FRESNO, Calif. (KFSN) -- A proposed bill could mean major changes in Fresno County.
SB 531 was introduced by Senator Steve Glazer. This bill could change who gets to reap the sales tax windfall from new e-commerce centers.
Fresno Mayor Lee Brand does not support this bill.
"This is not a blue or red deal. This is an economic issue, this is the rich getting richer and the poor getting poorer," he explained.
Brand is making sure lawmakers in Sacramento know SB 531 would have a negative impact on the Valley.
"We got to be competitive. We want to win these wars," he said.
SB 531 ultimately will shift the sales tax from the city of distribution to the city of destination.
Fresno has distribution centers that help bring in millions of dollars and supply hundreds of jobs.

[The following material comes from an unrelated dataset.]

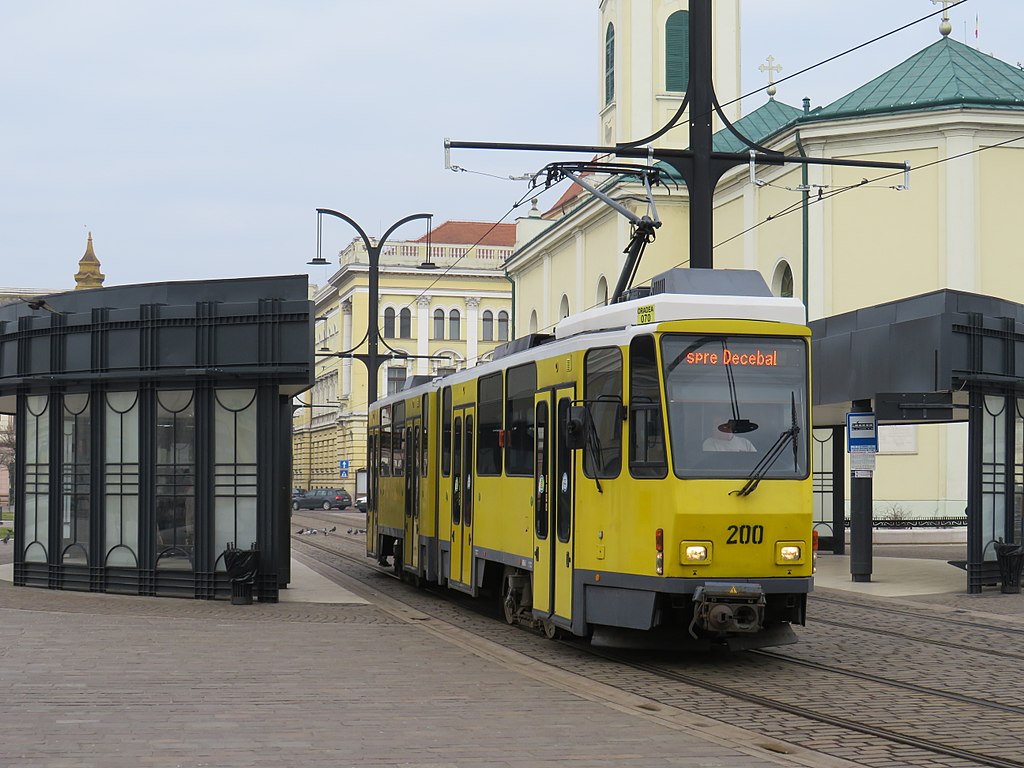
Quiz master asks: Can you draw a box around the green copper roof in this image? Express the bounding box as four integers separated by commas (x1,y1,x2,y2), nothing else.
712,98,804,152
654,98,804,184
807,38,1024,121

These would be grandfathered-in, so the city will not lose any money, but it will make it harder to bring e-commerce businesses and jobs to the area.

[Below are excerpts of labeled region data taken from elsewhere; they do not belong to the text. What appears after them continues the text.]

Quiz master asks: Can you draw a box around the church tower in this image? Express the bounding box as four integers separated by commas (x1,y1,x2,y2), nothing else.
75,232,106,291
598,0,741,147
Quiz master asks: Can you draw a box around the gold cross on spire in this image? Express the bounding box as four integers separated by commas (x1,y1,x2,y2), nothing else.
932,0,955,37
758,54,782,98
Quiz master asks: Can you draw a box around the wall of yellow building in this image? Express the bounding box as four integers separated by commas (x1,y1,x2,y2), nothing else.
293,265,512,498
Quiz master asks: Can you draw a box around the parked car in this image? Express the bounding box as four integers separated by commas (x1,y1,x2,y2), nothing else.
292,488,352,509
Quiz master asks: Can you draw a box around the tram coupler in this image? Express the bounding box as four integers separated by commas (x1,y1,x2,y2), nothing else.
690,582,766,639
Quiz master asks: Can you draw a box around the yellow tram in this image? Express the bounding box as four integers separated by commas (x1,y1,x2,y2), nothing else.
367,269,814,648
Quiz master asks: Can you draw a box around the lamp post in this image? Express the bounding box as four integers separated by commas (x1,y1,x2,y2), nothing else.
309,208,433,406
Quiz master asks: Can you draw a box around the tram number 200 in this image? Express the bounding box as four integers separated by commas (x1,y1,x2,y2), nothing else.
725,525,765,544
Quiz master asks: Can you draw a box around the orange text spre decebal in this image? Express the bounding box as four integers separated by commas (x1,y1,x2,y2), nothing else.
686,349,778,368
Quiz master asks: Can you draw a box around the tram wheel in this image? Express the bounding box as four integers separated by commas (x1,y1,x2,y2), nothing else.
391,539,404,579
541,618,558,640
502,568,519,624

"This Bill would basically prohibit cities in California from offering sales tax incentives to leverage the deal with the e-commerce center," he said. "This is one of our biggest tools and they are taking it away from us."
In a statement, Sen. Glazer said:
"These tax giveaways are bad for cities and bad for residents, who need this money to support police, fire, roads and other vital public services in their communities."
Cities may say they need to do these deals to attract jobs, but the jobs are often low-wage with few benefits and uncertain futures. Without the subsidies those warehouse jobs would still be in California - they just might be in a neighboring town or county."
The billions of dollars that a handful of cities have given to the online retailers isn't just coming from within their borders. It has been siphoned from cities across the state, including from some of the poorest cities in California, cities that can least afford to lose that revenue. It's just not fair."
This bill does not affect any deal now in place or take anything away from a city with a tax-sharing agreement. It simply prohibits new tax giveaways in the future."